With Federal Pressure for Encryption Defeat, Are We Seeing a Re-emergence of the Crypto Wars?

It may seem surprising, given current priorities, that the government is focusing on methods to circumvent the security of encrypted devices used by individuals suspected of criminal activity – a challenge that many specialists believe is not widespread.

However, during its final year, the previous administration actively promoted policies opposing encryption, including requests for technology firms to incorporate vulnerabilities into their offerings, even if this meant exposing Americans to potential security breaches (which it shouldn’t). Furthermore, two legislative proposals were put forward that, if enacted, would require companies to provide access to encrypted information with a valid search warrant. These bills are unlikely to succeed with the current Congressional session nearing its end.

For many years – indeed, decades – cybersecurity professionals have maintained that creating a secure backdoor is impossible without simultaneously creating a risk for malicious actors to exploit it.

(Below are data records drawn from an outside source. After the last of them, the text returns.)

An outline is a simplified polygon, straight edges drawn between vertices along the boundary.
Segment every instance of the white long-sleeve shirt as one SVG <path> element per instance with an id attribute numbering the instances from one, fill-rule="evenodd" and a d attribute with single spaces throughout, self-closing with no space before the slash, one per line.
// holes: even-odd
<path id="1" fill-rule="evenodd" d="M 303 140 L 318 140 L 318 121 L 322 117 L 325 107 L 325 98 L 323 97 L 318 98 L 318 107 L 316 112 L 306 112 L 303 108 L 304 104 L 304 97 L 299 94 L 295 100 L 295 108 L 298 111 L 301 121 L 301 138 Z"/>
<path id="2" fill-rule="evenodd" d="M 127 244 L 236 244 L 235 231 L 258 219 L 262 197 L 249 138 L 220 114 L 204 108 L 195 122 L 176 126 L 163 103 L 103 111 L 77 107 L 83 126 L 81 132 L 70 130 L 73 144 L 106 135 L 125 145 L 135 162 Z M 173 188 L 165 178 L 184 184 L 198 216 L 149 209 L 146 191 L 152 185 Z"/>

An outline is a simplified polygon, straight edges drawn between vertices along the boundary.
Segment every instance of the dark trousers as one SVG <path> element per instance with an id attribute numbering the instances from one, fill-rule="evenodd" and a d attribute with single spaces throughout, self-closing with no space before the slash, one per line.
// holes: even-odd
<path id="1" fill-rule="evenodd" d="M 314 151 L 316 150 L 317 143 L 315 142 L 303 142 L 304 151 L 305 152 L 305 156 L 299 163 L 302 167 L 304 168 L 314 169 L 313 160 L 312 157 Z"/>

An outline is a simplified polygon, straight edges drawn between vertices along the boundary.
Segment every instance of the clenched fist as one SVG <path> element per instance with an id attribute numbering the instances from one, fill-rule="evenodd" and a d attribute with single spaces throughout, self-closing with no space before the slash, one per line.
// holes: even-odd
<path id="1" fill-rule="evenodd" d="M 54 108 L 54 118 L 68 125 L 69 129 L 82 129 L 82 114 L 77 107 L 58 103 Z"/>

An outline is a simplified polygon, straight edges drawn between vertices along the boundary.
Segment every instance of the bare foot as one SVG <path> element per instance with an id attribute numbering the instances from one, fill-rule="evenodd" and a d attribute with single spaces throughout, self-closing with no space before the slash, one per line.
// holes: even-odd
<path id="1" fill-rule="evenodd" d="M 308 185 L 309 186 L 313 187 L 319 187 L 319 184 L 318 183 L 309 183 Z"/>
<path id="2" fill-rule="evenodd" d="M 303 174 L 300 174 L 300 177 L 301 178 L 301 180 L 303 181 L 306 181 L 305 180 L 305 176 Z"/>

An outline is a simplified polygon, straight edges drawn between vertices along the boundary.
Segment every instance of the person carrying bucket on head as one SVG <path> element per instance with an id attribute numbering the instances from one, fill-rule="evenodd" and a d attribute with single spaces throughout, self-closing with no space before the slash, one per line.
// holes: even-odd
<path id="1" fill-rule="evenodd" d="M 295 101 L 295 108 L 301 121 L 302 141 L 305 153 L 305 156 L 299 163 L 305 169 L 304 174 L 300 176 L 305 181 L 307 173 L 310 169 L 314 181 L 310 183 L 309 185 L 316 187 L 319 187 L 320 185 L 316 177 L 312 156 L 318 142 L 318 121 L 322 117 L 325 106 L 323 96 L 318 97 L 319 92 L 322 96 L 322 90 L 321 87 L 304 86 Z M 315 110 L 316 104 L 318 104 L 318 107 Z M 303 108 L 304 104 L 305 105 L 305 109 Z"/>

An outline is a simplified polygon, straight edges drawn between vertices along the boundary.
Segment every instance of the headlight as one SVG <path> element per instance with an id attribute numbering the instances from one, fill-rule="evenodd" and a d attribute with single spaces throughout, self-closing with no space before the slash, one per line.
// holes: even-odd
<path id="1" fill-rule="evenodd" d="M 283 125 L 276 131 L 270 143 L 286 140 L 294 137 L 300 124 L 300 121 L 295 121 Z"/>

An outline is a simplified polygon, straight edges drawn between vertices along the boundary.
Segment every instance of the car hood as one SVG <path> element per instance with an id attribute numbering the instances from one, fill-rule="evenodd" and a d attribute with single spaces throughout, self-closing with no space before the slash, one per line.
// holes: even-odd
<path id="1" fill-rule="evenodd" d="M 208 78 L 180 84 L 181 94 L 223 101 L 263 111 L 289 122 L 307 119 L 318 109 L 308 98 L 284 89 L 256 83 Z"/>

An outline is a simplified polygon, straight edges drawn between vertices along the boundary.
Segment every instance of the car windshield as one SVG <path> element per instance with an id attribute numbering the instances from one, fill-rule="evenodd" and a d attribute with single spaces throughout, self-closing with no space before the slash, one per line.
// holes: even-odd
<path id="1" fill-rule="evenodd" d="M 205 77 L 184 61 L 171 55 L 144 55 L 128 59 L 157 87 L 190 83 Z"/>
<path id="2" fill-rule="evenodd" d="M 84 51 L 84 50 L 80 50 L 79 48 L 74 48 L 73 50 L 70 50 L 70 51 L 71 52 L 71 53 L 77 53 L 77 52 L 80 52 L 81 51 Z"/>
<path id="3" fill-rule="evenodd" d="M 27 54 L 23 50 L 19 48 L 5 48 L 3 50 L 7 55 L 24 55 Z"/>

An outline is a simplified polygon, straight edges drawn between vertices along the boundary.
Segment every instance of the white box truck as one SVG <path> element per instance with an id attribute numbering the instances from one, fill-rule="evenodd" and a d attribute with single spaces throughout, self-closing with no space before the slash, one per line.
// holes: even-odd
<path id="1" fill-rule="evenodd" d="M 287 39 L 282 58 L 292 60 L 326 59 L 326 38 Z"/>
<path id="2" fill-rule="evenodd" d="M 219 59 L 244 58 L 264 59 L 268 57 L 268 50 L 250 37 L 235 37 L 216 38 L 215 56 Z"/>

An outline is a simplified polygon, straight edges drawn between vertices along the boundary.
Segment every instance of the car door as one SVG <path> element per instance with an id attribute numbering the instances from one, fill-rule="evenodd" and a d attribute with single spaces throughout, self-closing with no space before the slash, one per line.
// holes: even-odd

The recent SolarWinds incident serves as a stark reminder of this critical point.

The previous administration’s actions represent the latest in a continuing series of attempts by U.S. governments to diminish encryption, with the stated goal of protecting citizens from criminal behavior – despite the potentially severe consequences for overall cybersecurity. While President Biden’s past votes on encryption and security issues do not inspire confidence among privacy advocates, his record is not entirely dismissive of these concerns.

Significant developments have occurred since the 1990s, including government disclosures that revealed the extent of U.S. surveillance capabilities, leading to public concern and legal changes. Although President Biden might adopt a more moderate stance on encryption, civil rights organizations and privacy advocates will likely remain vigilant.